Побыть еще несколько минут с детьми – что могло быть приятнее для Лии? Ей понравилось, когда Гретхен вложила маленькую ладошку в ее руку, радуясь тому, что сможет пройтись с учителем. Когда девочка улыбалась, у нее на личике появлялись ямочки. Лию распирало от счастья, когда она чувствовала, как крепкое тельце ребенка двигается в одном ритме с ней, когда они шли, размахивая руками. Счастье, когда тебе так доверяют, и Лия испытывала благодарность за это.

Она заставила себя не задерживаться у ворот Цукерманов, несмотря на соблазн остаться до возвращения матери малышки. В этом не было необходимости; возможно, это даже сочли бы бесцеремонностью. Лия пожала Гретхен ручку на прощанье, улыбнулась, когда малышка помахала ей вслед.

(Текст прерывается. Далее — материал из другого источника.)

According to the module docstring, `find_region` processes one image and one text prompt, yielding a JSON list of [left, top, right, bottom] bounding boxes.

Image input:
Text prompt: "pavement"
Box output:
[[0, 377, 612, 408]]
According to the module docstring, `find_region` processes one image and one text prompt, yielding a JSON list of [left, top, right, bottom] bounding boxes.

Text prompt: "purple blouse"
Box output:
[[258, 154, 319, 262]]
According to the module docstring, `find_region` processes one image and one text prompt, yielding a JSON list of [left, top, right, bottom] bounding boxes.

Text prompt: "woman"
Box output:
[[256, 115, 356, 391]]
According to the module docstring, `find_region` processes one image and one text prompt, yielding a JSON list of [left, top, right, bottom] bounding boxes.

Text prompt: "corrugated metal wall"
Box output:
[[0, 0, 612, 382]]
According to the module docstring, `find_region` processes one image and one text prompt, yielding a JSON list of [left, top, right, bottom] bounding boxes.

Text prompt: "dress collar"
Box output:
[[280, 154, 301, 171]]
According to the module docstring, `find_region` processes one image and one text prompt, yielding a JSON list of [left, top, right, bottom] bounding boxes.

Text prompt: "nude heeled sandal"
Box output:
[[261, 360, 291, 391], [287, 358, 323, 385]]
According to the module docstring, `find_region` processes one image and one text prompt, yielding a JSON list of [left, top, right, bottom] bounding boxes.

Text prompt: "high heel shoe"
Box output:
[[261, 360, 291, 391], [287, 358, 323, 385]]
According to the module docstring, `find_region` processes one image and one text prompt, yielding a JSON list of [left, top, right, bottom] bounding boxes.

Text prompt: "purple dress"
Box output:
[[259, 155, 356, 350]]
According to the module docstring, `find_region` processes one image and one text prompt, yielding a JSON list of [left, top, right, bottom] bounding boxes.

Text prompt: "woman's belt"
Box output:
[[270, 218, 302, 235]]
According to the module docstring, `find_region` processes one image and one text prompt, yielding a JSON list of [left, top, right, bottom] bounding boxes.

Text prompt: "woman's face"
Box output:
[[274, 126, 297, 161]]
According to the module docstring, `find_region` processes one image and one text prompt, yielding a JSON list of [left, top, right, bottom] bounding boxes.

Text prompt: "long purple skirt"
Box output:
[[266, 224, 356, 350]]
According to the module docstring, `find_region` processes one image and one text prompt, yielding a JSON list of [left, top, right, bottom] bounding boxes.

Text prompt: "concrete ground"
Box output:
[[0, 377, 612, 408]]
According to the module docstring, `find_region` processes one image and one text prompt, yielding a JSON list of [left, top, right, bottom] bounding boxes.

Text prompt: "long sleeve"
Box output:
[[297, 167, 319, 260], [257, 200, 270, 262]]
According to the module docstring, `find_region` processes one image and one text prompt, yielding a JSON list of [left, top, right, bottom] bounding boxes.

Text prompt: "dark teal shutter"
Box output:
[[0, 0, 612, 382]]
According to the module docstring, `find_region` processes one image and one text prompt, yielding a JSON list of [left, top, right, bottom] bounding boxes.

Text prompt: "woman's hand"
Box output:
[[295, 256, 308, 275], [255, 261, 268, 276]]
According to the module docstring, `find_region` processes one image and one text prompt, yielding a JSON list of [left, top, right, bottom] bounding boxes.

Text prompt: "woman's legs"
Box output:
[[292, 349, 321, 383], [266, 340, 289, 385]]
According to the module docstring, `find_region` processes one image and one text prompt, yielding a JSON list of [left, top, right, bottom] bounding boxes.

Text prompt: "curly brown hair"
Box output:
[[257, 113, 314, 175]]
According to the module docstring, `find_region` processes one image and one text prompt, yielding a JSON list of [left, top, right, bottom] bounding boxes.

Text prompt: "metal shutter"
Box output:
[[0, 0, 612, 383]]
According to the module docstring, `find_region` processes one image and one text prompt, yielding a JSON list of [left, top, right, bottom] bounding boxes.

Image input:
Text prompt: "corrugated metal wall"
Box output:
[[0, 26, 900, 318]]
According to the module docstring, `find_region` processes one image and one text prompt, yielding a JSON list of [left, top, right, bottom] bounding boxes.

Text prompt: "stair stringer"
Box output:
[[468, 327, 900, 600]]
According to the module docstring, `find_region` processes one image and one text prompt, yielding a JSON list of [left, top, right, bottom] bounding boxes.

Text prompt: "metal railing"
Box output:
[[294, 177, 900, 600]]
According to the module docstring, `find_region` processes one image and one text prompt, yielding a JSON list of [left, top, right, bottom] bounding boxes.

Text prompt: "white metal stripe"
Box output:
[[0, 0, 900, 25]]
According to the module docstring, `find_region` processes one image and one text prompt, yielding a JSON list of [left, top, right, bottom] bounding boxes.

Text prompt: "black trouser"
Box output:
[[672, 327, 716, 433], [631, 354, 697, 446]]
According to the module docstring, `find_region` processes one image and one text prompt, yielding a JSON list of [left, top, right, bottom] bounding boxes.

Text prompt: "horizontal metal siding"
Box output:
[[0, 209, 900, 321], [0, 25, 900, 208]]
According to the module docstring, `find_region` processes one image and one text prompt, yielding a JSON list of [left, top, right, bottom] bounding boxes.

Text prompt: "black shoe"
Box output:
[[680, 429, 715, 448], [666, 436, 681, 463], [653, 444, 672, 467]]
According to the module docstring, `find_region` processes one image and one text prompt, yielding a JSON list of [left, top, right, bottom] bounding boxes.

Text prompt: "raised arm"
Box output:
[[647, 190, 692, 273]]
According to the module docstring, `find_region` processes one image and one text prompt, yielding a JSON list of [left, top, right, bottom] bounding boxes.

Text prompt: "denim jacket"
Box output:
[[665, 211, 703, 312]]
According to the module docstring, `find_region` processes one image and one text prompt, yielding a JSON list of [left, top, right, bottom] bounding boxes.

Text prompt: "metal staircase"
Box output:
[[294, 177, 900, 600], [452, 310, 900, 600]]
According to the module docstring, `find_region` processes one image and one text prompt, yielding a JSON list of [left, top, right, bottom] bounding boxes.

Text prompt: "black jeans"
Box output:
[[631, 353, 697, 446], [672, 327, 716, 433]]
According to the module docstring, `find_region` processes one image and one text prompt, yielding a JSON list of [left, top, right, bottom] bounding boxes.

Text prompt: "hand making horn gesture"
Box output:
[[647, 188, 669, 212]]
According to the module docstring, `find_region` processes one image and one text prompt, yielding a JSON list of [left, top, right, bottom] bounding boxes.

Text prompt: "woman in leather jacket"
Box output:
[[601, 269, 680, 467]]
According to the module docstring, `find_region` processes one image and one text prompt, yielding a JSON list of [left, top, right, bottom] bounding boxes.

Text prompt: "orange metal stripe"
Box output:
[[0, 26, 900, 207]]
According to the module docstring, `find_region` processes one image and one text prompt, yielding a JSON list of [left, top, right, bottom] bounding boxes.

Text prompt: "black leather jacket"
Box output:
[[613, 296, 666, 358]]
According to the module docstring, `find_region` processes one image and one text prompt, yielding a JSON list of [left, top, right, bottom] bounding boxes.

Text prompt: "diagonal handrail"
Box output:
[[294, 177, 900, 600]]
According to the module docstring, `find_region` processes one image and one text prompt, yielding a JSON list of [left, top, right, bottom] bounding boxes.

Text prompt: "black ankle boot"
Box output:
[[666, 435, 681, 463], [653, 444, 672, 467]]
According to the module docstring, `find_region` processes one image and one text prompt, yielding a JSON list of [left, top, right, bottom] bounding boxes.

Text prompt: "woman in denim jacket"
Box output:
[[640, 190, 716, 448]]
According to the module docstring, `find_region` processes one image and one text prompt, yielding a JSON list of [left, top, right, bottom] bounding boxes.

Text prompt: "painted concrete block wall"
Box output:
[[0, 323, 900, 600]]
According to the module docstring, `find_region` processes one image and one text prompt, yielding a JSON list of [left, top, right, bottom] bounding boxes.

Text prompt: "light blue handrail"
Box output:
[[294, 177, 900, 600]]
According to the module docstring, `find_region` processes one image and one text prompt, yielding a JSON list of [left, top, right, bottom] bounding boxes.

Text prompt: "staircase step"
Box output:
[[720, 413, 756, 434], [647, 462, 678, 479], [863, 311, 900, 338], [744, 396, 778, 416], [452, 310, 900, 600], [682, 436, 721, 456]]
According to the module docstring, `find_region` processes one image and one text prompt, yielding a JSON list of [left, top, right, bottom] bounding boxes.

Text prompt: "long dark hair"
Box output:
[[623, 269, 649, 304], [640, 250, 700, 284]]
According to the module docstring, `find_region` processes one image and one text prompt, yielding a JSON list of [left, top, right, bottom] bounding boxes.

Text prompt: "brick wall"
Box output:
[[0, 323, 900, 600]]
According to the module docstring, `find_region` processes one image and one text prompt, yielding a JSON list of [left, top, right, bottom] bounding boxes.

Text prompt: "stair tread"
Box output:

Лия уже практически дошла до дома, когда из-за поворота появились флаги с красно-черной свастикой. Неожиданно машины остановились у бабушкиных ворот. Сердце Лии упало. «Они наверняка ошиблись!»

Но из машины выскочили два человека, облаченных в черное. Они распахнули ворота и широким шагом решительно направились к двери бабушкиного дома, в то время как еще двое достали револьверы и стали обходить здание. У Лии бешено колотилось сердце, когда она торопливо поднималась по холму. Ошибка это или нет, но слабое сердце бабушки может не выдержать такого потрясения.

Еще возле соседского двора Лия услышала, как эсэсовцы отдают приказы, кричат. С одной стороны, страх удерживал ее на месте, с другой, толкал вперед. Женщина ускорила шаг. Словно в замедленной съемке Лия увидела, как бабушка открыла дверь, увидела, как один из солдат оттолкнул пожилую женщину в сторону и ворвался в ее маленький домик. Лия пошла еще быстрее.